AI Observability: Why You Need to See What Your AI Is Actually Doing
By Denis Boscovich · 2026-02-26 · 4 min read
AI Observability: Why You Need to See What Your AI Is Actually Doing
You've got AI systems running in your business. Maybe it's a chatbot, maybe it's an automated lead response system, maybe it's something more complex. Here's the uncomfortable question: do you actually know what it's doing?
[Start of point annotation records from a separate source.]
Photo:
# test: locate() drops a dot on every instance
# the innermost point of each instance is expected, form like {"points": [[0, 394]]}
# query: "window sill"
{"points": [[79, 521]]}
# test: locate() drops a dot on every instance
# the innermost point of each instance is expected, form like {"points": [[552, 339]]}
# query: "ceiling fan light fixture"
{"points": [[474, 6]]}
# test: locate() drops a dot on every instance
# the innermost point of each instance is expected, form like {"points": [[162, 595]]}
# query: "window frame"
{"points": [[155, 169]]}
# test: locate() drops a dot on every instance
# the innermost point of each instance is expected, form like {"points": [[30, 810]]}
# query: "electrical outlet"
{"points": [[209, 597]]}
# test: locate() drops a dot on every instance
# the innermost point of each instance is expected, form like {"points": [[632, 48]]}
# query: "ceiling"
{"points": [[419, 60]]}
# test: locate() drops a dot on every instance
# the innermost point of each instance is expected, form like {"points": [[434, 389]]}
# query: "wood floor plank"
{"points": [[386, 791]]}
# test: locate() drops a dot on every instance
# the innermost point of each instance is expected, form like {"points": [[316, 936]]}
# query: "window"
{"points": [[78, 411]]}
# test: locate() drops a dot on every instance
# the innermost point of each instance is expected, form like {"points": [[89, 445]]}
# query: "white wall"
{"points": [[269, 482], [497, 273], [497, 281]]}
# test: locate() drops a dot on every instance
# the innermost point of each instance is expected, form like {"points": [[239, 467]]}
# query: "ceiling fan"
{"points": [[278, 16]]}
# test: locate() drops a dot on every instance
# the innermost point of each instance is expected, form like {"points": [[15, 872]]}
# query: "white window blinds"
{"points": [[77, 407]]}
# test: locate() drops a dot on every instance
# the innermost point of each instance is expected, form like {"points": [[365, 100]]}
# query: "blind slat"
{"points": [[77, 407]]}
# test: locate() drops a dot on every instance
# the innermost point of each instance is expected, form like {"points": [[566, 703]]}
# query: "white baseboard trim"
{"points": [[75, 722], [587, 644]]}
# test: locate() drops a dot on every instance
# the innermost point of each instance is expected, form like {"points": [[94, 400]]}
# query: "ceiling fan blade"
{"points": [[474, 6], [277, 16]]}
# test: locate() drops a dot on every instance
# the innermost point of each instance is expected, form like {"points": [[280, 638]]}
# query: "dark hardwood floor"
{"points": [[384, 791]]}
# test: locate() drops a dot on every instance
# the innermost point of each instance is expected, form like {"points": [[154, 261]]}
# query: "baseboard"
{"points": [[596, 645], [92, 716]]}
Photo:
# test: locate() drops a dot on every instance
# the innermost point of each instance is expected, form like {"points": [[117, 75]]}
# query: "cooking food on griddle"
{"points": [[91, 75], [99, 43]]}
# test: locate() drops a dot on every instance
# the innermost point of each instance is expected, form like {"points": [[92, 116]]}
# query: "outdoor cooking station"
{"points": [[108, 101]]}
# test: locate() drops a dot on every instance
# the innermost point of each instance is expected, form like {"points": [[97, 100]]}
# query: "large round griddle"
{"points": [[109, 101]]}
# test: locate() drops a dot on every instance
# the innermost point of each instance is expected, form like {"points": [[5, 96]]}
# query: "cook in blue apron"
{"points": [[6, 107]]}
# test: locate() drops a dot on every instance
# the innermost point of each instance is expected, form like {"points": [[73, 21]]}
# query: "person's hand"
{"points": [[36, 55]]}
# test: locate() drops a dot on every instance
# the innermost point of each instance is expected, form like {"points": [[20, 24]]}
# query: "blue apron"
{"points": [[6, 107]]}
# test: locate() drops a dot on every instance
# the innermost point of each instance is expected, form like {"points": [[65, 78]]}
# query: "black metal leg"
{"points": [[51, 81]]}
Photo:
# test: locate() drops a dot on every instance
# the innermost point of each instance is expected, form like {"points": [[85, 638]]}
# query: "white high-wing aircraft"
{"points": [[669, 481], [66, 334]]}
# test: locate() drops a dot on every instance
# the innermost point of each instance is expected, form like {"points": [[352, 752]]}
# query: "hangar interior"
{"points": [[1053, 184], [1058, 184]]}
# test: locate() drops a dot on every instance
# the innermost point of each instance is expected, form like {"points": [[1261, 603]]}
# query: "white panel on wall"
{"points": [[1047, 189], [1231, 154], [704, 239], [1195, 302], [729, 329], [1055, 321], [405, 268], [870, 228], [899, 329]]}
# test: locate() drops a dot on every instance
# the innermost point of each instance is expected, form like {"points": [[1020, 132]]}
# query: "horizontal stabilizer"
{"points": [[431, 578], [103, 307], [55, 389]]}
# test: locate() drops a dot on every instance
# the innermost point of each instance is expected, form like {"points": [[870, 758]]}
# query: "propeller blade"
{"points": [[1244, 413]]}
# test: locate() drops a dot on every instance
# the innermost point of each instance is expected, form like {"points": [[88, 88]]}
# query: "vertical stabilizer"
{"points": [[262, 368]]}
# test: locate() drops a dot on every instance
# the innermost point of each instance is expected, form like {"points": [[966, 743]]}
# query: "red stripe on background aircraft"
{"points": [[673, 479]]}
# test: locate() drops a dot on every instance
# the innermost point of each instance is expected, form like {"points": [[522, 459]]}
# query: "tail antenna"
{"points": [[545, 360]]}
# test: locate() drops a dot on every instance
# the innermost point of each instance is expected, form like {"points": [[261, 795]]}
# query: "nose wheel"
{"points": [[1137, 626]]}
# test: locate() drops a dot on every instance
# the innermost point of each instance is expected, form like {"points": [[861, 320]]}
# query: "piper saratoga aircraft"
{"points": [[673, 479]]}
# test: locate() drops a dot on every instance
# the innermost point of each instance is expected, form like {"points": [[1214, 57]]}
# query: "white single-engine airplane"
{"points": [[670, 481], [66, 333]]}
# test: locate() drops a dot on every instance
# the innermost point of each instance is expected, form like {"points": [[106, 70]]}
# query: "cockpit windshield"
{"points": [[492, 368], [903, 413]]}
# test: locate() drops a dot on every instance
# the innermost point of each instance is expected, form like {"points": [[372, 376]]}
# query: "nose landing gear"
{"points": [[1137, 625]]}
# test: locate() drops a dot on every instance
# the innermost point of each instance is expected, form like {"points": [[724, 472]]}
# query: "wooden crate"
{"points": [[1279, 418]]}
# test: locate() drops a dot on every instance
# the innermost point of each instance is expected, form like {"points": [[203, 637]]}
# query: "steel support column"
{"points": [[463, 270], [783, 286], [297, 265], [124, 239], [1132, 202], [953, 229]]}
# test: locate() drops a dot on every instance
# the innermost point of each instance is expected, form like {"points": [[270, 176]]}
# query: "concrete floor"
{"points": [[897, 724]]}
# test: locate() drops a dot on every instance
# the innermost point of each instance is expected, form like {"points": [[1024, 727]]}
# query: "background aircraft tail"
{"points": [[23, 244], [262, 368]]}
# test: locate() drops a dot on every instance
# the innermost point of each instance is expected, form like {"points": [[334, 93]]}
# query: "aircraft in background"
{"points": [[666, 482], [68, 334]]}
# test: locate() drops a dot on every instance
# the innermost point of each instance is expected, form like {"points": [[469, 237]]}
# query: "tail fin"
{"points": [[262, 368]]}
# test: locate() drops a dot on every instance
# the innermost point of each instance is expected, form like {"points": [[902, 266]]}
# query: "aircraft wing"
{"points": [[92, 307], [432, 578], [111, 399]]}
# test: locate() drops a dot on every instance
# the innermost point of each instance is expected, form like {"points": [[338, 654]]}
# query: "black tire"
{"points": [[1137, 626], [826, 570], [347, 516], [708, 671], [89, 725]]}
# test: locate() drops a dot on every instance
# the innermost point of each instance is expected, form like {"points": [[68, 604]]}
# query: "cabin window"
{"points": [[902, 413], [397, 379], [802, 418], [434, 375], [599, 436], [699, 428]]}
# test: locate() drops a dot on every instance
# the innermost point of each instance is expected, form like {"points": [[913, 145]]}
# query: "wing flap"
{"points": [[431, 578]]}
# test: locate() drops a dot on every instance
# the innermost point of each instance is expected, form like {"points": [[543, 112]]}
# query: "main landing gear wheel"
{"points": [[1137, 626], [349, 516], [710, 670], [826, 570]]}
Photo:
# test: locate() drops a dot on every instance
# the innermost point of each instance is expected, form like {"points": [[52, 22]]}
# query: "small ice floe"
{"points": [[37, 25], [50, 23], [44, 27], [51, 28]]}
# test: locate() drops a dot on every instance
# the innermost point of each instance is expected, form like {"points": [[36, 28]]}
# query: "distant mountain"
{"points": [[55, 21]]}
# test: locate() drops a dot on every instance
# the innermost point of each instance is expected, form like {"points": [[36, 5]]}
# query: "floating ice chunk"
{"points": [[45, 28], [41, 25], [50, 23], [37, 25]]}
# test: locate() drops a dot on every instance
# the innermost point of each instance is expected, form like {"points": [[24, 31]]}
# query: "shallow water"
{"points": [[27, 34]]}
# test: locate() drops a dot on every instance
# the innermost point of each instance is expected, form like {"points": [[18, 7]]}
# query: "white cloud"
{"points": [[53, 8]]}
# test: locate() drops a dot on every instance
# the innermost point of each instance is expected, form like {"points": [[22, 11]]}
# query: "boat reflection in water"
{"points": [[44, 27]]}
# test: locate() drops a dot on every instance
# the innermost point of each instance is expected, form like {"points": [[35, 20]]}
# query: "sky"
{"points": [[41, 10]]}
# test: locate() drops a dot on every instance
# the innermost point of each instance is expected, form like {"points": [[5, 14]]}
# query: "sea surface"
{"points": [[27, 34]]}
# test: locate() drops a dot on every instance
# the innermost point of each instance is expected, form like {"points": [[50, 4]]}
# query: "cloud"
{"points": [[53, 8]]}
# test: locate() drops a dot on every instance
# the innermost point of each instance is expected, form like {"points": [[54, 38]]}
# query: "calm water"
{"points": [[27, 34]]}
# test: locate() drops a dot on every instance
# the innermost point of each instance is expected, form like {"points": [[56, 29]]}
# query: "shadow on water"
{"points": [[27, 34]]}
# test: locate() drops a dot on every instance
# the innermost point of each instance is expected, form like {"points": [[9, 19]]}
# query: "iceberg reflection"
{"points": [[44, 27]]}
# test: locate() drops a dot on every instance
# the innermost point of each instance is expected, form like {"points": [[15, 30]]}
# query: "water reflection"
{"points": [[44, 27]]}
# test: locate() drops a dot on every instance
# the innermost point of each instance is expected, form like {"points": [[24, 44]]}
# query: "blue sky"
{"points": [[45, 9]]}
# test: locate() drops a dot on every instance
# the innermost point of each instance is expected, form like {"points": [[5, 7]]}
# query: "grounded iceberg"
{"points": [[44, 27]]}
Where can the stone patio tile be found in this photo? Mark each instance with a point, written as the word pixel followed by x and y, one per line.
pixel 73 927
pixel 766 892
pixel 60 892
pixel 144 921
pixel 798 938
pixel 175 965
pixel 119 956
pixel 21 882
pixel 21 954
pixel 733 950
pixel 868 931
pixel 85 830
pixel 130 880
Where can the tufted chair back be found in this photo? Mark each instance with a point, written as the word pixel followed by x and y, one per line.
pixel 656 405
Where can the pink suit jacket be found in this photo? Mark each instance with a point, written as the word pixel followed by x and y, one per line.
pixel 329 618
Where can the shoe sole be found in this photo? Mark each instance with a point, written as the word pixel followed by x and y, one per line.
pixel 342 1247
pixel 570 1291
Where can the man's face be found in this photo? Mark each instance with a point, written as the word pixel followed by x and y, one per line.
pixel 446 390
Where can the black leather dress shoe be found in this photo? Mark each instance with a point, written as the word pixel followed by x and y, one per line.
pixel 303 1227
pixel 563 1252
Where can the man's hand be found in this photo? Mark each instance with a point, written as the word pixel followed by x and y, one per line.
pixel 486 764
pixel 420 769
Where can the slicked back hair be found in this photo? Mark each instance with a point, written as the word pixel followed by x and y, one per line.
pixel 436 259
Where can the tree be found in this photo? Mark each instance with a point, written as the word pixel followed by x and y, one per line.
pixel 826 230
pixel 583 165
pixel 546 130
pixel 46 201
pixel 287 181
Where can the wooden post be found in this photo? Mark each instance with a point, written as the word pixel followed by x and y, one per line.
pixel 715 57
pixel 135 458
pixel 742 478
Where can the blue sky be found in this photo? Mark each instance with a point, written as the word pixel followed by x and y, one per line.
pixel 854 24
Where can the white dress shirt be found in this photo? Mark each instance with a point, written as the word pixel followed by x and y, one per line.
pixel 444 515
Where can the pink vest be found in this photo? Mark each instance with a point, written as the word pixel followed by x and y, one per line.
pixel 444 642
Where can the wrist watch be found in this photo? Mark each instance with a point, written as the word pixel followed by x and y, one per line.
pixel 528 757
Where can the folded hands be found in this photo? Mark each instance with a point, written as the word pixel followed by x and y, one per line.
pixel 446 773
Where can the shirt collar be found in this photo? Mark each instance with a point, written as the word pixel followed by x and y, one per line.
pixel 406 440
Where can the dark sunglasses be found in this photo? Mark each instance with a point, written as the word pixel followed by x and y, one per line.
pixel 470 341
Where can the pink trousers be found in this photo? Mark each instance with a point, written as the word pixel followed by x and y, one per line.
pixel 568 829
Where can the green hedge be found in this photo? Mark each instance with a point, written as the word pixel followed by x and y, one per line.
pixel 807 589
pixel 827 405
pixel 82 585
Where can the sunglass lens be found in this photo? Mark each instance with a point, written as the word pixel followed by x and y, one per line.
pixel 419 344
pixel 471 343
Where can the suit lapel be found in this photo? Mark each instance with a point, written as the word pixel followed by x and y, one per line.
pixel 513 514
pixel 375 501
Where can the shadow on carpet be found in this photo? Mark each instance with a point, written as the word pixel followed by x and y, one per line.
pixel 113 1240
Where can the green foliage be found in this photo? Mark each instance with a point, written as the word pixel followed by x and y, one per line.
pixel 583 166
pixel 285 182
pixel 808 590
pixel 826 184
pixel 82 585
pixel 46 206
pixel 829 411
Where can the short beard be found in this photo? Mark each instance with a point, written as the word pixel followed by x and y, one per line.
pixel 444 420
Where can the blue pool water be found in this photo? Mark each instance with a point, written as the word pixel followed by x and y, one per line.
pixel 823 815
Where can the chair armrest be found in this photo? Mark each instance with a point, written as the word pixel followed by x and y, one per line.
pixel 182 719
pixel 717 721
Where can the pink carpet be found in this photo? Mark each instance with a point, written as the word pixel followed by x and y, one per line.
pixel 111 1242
Most business owners can't answer that. They know the AI is "working", but they have no idea what's happening under the hood. That's a problem, and it's getting bigger as AI systems become more autonomous.
What Is AI Observability?
Think of observability like a security camera for your AI. It records everything your AI does, the decisions it makes, why it made them, and what happened as a result.
According to PwC's research, observability captures four main things: what your system is doing, how healthy it's running, who's accessing it, and how data flows through it. Without this visibility, you're basically running your AI blind.
Why This Matters Now
Here's what changed. AI agents don't just follow scripts anymore. They make decisions, use tools, interact with customers, and handle tasks without human oversight. That's powerful, but it's also risky.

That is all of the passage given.